The question was compounded by the fact that his “house”—general and organic chemistry courses for freshmen and sophomores—doesn’t lend itself well to redesign. “The information is largely canonical, set in stone,” he says. Domski decided that, if he was going to live in these classrooms for three decades or more, he’d design them based on what he liked most. “What I enjoy is when students come into my office and we talk, or the evening help sessions with small groups, when I can see the mistakes they’re making and push them a little bit.”
“The benefit of having a PhD-level chemist in the room is not to talk at you, it’s to help you solve the problems and learn the material in a deep way.”
Domski ended up flipping his classroom, recording his lectures, supplementing them with his slide presentations, and assigning them as student homework. The change freed him and his students up to spend class time doing active problem-solving and group work. Today he wanders the room and helps students grapple with the day’s material; if he notices that a particular misconception is common, he’ll pause proceedings to lecture about it. It’s made him a happier professor, precisely because he feels he’s forging stronger relationships with students. “The benefit of having a PhD-level chemist in the room is not to talk at you,” he says. “It’s to help you solve the problems and help you learn the material in a deep way. That’s how I spend my class time now.”

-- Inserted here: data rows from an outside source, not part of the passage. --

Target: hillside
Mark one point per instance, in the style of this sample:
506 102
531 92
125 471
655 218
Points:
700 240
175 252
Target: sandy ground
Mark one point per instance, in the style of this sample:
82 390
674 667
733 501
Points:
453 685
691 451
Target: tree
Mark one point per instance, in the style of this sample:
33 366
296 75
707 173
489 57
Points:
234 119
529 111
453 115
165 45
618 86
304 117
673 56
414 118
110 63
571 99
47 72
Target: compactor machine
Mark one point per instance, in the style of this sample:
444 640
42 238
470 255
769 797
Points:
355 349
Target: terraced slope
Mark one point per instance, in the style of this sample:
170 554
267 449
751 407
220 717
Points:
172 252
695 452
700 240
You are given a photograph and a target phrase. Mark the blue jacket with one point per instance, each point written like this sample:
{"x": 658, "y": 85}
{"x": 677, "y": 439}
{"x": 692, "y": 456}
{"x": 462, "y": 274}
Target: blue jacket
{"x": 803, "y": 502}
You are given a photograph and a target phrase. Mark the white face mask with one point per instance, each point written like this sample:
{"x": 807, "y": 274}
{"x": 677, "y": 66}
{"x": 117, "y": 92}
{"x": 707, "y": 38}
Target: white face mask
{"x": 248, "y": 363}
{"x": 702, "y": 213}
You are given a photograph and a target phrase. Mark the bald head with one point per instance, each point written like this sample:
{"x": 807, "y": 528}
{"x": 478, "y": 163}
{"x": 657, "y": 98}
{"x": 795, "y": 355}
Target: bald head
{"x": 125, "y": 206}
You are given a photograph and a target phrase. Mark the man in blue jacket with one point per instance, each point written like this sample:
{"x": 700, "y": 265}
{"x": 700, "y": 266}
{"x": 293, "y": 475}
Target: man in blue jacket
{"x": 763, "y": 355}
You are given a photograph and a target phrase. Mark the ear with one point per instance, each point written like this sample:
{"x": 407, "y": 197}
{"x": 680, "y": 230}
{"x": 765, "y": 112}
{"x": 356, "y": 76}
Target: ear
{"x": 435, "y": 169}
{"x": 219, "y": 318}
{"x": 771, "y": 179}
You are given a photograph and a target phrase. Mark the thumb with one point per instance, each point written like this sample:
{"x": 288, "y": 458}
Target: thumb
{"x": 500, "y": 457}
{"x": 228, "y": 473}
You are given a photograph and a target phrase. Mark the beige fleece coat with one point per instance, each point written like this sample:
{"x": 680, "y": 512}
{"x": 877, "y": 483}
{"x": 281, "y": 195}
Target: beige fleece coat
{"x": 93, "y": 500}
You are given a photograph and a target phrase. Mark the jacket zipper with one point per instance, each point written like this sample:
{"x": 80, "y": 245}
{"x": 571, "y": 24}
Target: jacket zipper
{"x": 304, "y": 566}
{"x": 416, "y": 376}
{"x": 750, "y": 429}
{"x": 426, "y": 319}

One of the unintended consequences of the change has been fewer visits during office hours and fewer students attending help sessions, which Domski takes as a sign of success. “In the past, their own questions wouldn’t occur to them until they were doing homework in their dorm room. Now they ask questions in class because they have to solve the problem in class.” It’s especially helpful, he says, for students who have family or work responsibilities on top of their studies, and who can’t always find the extra time. “The learning happens in class now. It’s much more efficient for me and for them.”